Ten minutes into the sermon, I recognized a well-known professor of preaching in the congregation. Harold Bryson has written numerous books on preaching and has taught hundreds of pastors about the craft of sermon-building and delivery.

And there I was breaking one of the foundational rules about preaching.

Oh well, I thought. This is my sermon. This is how I’m preaching it today.

And knowing Harold–we were neighboring pastors in Mississippi several decades ago–I’m confident he’s all right by what I did.

But, even if he weren’t….

There is an expression that goes: “All rules have exceptions, even this one.”

Warren Wiersbe, writing in “Preaching and Teaching With Imagination,” says, “Sermonic pretexts are heard even in famous pulpits.” That is, even the best preachers have occasionally “taken a text and departed therefrom.”

I’m in good company.

George W. Truett, pastor of Dallas’ First Baptist Church the first half of the 20th Century, delivered a message he called “Life’s Middle Time,” based on a few words in Psalm 91:6, “the plague that destroys at midday.”

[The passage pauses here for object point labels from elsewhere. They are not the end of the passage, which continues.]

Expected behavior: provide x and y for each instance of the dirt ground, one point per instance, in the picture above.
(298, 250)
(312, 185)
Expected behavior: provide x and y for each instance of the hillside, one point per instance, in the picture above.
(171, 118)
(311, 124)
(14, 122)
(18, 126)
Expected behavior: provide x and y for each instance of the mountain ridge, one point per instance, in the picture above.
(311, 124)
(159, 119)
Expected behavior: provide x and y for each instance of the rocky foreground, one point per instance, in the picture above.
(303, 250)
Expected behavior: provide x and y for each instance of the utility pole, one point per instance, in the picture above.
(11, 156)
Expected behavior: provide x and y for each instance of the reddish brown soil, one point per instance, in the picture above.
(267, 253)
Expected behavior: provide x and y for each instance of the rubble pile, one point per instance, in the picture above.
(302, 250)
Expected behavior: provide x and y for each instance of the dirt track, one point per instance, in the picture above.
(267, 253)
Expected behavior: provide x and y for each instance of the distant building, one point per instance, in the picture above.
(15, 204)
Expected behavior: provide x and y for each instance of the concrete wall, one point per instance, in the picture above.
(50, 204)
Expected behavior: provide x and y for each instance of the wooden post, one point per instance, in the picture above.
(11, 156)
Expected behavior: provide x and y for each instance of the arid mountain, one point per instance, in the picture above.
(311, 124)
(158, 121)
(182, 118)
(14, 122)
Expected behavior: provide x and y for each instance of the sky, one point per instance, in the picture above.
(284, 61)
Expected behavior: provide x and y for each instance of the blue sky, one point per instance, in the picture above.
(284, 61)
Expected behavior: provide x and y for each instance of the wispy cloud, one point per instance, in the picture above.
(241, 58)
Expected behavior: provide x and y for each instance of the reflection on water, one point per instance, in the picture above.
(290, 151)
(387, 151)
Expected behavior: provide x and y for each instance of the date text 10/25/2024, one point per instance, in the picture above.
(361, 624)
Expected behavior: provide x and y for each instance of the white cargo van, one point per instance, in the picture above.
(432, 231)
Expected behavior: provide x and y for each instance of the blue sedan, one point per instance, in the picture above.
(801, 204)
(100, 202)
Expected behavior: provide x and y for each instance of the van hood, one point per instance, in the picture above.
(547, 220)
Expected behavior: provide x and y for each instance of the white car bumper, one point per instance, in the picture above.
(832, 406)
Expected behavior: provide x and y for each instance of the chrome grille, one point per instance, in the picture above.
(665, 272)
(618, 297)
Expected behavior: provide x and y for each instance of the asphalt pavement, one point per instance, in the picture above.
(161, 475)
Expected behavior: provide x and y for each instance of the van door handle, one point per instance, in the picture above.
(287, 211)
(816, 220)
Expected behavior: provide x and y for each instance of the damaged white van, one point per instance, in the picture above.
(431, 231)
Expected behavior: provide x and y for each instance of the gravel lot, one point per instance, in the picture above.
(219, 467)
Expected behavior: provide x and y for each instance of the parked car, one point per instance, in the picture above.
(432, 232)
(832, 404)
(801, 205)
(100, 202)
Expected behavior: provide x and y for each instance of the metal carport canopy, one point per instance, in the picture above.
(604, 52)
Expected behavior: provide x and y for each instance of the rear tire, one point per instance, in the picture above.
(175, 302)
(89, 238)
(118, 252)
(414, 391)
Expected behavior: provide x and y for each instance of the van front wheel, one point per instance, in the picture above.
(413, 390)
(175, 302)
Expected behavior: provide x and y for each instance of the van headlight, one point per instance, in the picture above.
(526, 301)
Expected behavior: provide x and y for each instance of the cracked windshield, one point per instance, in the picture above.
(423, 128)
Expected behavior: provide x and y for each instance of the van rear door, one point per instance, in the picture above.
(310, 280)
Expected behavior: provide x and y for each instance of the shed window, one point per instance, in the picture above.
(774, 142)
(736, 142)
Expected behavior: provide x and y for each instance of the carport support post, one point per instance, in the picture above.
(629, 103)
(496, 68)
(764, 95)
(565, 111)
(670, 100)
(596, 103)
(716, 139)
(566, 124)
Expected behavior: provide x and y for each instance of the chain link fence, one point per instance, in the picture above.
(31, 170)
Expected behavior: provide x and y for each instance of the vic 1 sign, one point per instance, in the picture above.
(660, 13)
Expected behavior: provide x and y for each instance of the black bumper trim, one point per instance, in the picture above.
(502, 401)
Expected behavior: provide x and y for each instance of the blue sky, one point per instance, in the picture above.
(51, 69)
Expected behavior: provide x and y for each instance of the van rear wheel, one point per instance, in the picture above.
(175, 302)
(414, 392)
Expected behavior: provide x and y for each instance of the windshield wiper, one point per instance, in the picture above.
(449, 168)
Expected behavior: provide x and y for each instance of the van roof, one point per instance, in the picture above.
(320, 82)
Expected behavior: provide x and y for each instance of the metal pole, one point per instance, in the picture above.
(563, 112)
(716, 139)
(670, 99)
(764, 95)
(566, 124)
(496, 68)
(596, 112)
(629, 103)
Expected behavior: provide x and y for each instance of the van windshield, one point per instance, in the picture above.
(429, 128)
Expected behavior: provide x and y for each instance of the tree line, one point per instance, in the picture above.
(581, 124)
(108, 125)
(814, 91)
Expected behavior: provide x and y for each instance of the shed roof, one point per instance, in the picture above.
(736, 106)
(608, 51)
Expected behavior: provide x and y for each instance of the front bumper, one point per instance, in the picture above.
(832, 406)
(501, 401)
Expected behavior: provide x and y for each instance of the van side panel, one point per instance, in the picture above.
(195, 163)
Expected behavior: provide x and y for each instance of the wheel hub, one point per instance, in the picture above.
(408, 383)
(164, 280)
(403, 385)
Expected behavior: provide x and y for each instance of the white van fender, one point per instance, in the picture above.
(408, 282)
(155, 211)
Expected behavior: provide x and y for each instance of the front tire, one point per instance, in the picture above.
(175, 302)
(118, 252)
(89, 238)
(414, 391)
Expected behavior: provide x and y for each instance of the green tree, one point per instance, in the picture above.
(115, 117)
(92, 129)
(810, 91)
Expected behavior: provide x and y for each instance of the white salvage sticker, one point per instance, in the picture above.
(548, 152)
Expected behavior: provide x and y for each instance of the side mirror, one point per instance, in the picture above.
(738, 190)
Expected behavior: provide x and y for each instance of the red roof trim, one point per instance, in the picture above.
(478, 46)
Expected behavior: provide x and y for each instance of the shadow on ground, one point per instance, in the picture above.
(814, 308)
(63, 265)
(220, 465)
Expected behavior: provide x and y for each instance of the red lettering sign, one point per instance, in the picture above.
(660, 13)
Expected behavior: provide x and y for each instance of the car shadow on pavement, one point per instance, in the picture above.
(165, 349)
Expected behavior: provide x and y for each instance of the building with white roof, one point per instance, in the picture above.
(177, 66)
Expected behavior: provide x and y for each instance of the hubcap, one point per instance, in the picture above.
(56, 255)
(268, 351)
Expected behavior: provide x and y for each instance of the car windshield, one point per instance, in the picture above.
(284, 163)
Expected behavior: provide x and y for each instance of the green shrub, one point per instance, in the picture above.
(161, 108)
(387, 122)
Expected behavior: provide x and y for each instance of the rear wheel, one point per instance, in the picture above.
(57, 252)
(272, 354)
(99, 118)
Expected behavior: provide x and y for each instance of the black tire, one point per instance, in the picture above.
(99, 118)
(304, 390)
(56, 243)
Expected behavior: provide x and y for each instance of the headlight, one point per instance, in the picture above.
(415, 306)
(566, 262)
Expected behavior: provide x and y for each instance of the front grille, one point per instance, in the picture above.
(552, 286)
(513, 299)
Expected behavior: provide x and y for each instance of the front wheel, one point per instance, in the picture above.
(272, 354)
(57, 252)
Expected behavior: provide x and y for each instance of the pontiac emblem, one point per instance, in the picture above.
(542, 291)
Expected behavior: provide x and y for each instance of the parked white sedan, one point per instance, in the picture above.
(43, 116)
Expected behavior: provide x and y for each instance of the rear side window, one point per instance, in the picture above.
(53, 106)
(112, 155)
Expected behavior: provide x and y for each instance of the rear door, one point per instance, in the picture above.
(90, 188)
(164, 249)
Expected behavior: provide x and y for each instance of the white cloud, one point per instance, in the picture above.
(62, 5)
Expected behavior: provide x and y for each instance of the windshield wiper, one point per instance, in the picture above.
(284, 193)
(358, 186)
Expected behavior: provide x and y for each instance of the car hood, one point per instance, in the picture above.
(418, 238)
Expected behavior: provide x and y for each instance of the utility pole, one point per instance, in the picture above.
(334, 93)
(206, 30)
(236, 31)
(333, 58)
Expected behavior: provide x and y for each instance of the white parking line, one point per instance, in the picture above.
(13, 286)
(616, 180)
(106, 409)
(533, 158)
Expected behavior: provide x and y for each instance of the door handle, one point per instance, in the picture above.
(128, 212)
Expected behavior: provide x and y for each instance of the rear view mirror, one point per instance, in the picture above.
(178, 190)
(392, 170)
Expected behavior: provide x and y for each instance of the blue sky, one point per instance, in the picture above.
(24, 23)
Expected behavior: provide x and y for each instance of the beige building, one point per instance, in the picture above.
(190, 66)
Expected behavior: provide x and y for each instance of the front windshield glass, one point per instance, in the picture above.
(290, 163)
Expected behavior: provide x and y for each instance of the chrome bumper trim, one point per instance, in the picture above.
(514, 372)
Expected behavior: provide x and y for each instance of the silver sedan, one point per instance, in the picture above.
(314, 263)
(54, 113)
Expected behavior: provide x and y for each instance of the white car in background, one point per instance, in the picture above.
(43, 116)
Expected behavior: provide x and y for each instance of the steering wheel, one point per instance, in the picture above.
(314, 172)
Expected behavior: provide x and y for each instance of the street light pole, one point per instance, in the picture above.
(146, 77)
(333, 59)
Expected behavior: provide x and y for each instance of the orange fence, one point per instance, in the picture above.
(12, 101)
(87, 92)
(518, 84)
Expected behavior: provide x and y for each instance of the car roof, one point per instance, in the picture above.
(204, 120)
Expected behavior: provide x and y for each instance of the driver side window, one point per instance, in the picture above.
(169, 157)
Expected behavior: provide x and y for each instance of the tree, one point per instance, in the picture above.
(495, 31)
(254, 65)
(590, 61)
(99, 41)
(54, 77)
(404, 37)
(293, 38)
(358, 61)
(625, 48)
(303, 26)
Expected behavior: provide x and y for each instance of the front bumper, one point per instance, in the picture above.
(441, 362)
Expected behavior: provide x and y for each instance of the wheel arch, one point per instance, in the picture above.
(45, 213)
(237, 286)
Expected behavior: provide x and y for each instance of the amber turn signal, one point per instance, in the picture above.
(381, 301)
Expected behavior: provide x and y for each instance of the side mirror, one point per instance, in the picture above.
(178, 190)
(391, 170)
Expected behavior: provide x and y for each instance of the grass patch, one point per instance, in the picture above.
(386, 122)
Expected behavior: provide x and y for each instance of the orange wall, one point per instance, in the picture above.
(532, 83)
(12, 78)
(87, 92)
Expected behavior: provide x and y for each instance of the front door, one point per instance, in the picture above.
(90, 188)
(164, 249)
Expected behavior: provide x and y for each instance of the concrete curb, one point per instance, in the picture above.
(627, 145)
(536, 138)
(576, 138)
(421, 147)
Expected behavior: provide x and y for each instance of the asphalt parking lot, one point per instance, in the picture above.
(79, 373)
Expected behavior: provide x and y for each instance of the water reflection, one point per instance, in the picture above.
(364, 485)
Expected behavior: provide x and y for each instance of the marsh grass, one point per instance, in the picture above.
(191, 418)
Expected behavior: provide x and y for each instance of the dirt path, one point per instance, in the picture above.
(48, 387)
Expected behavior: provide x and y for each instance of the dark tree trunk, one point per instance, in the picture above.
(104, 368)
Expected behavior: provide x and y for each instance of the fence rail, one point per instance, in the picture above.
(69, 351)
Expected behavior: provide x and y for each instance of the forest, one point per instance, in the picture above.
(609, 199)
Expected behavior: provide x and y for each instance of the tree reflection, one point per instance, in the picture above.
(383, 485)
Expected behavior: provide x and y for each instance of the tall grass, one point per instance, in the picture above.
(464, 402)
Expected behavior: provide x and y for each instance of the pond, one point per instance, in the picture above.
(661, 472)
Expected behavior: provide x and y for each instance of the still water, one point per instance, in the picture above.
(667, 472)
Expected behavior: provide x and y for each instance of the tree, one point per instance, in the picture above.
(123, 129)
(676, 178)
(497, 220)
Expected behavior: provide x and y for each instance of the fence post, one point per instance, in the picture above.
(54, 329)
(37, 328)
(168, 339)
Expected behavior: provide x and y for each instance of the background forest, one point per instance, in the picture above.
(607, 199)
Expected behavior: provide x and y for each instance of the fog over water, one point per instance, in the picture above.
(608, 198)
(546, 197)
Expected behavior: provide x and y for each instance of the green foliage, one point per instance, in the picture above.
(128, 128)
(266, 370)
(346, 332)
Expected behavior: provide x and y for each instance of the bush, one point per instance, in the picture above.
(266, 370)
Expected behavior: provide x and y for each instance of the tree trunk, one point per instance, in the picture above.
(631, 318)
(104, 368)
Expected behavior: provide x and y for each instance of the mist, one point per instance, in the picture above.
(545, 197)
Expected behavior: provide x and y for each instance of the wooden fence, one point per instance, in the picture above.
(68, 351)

Scotland’s James S. Stewart took a reference to four anchors in Acts 27:29 and brought a sermon on “four anchors” that sustain God’s people in storms: hope, duty, prayer, and the cross of Jesus.

At Harvard, Willard L. Sperry preached on “Larger Ideas of God,” basing his message on Isaiah 28:20, “The bed is too short to stretch out on, the blanket too narrow to wrap around you.”

Frank Boreham centered his sermon “William Knibb’s Text” on Jeremiah 3:4, “My father, thou art the guide of my youth.” Wiersbe says Boreham described how God had directed the missionary’s endeavors, while the text itself deals with Israel’s marriage to Jehovah and her unfaithfulness to Him.

Even Britain’s illustrious Charles Haddon Spurgeon, the prince of preachers, broke the context rule. Wiersbe says Spurgeon occasionally “ignored the context and ‘spiritualized’ his text.” On one occasion he preached from Judges 16:20-21 and held Samson up as an example of the “consecrated man.”

Wiersbe puts the cap on the subject (for the moment at least) with this good analysis: “Early in our ministry, perhaps all of us go through an adolescent phase during which we try to display our abilities by preaching from obscure texts or about obscure truths from familiar texts, things that nobody has ever heard before or cares to hear again.”

“The more we mature in ministry,” he says, “the more we desire to preach the great truths of the Bible and permit the texts to speak for themselves.”

The way I interpret what Dr. Wiersbe said there, he seems to be calling me an adolescent. Since my next birthday will put me at three-score-and-ten, I’ll take that as a compliment.

Of course, I might be taking that out of context.